At that very moment inside Amazon, the division charged with keeping customer data safe for the company's retail operation was in a state of turmoil: understaffed, demoralized, worn down from frequent changes in leadership, and—by its own leaders' accounts—severely handicapped in its ability to do its job. That year and the one before it, the team had been warning Amazon's executives that the retailer's information was at risk. And the company's own practices were fanning the danger.
According to internal documents reviewed by
Reveal from the Center for Investigative Reporting and WIRED, Amazon's vast empire of customer data—its metastasizing record of what you search for, what you buy, what shows you watch, what pills you take, what you say to Alexa, and who's at your front door—had become so sprawling, fragmented, and promiscuously shared within the company that the security division couldn't even map all of it, much less adequately defend its borders.
In the name of speedy customer service, unbridled growth, and rapid-fire “invention on behalf of customers”—in the name of delighting
you—Amazon had given broad swathes of its global workforce extraordinary latitude to tap into customer data at will. It was, as former Amazon chief information security officer Gary Gagnon calls it, a “free-for-all” of internal access to customer information. And as information security leaders warned, that free-for-all left the company wide open to “internal threat actors” while simultaneously making it inordinately difficult to track where all of Amazon's data was flowing.
To be clear: This story is not about Amazon Web Services, the cloud-computing wing that manages data for millions of enterprises and government agencies, which has its own, separate information security apparatus. It's about the online retail platform used by hundreds of millions of ordinary consumers. And on that side of Amazon's business, InfoSec staffers warned of an unnerving “inability to detect security incidents.”

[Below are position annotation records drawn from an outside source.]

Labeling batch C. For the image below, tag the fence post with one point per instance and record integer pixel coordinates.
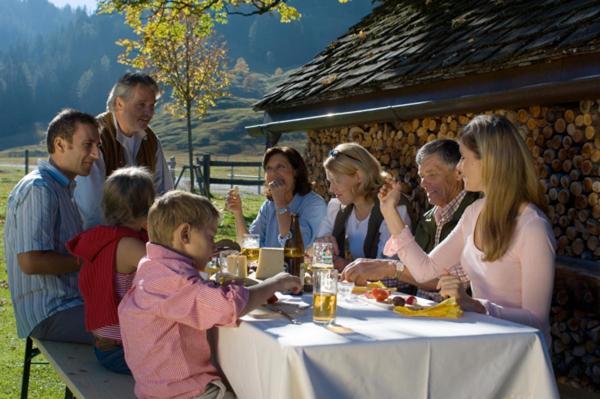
(206, 172)
(26, 161)
(259, 177)
(172, 164)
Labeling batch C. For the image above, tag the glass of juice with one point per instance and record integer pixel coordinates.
(251, 248)
(324, 295)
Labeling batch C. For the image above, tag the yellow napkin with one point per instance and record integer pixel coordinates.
(446, 309)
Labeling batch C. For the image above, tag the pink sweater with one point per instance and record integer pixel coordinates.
(516, 287)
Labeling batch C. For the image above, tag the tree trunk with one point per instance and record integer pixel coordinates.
(188, 114)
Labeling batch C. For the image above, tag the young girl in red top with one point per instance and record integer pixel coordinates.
(110, 255)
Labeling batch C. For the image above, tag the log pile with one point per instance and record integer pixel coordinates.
(564, 141)
(575, 328)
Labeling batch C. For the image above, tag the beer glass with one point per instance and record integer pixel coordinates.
(322, 255)
(251, 247)
(324, 295)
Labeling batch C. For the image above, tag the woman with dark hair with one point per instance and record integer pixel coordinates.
(288, 191)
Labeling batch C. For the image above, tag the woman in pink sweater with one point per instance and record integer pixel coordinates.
(503, 241)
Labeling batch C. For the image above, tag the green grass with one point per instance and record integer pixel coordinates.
(44, 382)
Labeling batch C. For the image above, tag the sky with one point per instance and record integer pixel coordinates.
(90, 4)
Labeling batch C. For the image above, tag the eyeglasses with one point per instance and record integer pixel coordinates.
(335, 153)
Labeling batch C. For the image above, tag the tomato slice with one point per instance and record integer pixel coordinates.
(380, 294)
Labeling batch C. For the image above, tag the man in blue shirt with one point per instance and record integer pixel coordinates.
(41, 217)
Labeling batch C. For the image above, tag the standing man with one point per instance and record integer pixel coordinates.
(40, 218)
(127, 140)
(443, 184)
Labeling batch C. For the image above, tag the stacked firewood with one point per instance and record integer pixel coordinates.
(565, 145)
(575, 328)
(563, 140)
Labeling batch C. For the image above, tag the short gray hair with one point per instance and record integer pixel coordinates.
(127, 82)
(446, 149)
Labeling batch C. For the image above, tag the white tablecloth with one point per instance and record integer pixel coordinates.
(385, 356)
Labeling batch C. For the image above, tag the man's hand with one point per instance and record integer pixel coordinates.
(233, 202)
(451, 286)
(363, 269)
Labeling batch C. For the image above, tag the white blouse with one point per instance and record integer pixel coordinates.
(356, 230)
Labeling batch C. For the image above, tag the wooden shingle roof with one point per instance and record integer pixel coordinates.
(405, 43)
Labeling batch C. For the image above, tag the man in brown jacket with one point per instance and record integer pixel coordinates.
(127, 140)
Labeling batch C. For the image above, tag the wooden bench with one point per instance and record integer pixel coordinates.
(78, 367)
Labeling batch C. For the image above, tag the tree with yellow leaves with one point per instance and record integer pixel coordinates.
(185, 56)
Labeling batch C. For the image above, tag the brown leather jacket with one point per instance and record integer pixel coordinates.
(113, 151)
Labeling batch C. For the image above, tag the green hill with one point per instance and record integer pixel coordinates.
(221, 131)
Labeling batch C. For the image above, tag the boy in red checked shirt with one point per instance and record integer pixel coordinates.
(166, 314)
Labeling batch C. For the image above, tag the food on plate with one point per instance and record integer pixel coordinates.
(411, 300)
(398, 301)
(378, 293)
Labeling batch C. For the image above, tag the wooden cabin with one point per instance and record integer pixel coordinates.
(416, 70)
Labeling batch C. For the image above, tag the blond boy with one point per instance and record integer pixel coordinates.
(166, 314)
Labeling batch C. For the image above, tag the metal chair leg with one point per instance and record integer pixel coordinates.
(30, 353)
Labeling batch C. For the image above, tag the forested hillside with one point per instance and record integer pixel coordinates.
(54, 58)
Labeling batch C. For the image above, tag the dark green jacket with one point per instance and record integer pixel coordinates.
(425, 230)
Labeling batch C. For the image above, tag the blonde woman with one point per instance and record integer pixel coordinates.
(503, 241)
(354, 223)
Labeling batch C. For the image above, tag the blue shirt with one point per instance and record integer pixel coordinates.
(41, 216)
(312, 211)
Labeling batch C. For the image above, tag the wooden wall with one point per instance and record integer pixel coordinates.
(565, 145)
(563, 140)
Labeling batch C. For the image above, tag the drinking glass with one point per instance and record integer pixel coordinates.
(345, 290)
(251, 247)
(322, 255)
(324, 295)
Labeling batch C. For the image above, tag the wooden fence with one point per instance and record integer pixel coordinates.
(204, 179)
(203, 176)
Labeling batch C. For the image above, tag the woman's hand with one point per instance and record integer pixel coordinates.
(389, 197)
(332, 241)
(451, 286)
(233, 202)
(278, 192)
(363, 269)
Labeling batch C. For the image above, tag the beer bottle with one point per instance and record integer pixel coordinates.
(293, 252)
(347, 252)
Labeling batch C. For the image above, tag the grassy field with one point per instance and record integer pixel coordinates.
(44, 382)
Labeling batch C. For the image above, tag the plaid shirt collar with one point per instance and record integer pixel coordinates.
(443, 215)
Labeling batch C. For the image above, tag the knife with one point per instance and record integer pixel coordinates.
(281, 312)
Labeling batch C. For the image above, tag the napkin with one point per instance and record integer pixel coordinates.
(446, 309)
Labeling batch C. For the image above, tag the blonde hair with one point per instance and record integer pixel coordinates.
(508, 176)
(128, 195)
(350, 158)
(176, 207)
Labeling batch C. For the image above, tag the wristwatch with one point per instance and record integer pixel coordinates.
(283, 210)
(399, 266)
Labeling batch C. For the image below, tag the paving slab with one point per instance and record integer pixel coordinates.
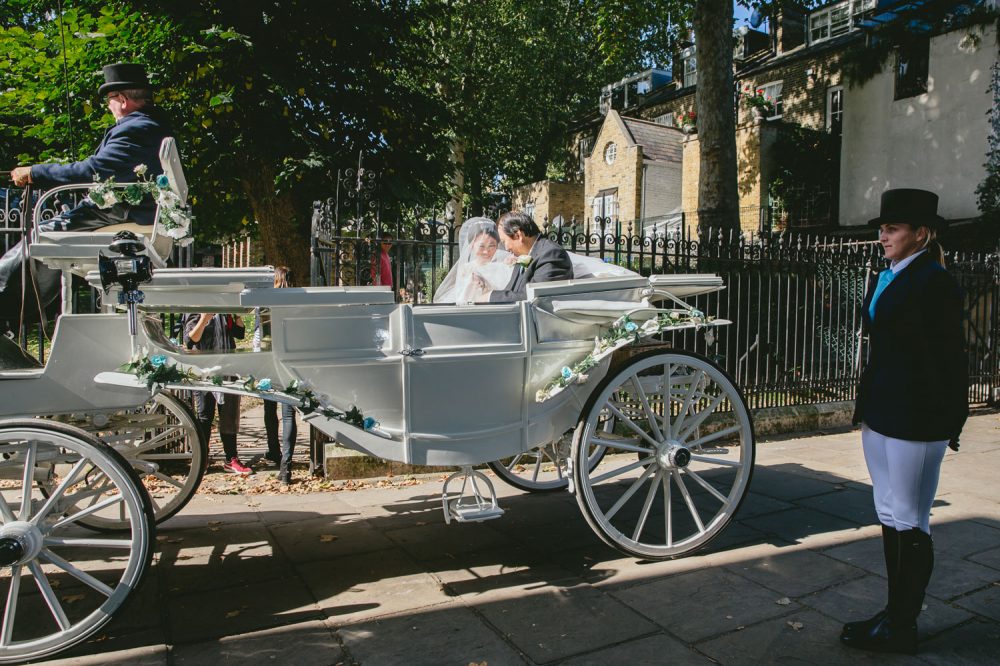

By the time DeVore started testifying about Amazon's long-standing commitment to privacy and security, the dangers that the security division had identified weren't just theoretical. According to Reveal and WIRED's findings, they were real, and they were pervasive. Across Amazon, some low-level employees were using their data privileges to snoop on the purchases of celebrities, while others were taking bribes to help shady sellers sabotage competitors' businesses, doctor Amazon's review system, and sell knock-off products to unsuspecting customers. Millions of credit card numbers had sat in the wrong place on Amazon's internal network for years, with the security team unable to establish definitively whether they'd been unduly accessed. And a program that allowed sellers to extract their own metrics had become a backdoor for third-party developers to amass Amazon customer data. In fact, not long before September's hearing, Amazon had discovered that a Chinese data firm had been harvesting millions of customers' information in a scheme reminiscent of Cambridge Analytica.
Amazon had thieves in its house and sensitive data streaming out beyond its walls. But DeVore—who had himself received a report that year warning that far too many Amazonians had access to insecurely stored passwords, and who had aggressively shot down a company lawyer for questioning Amazon's reputation on customer privacy—didn't reveal any of that to the senators.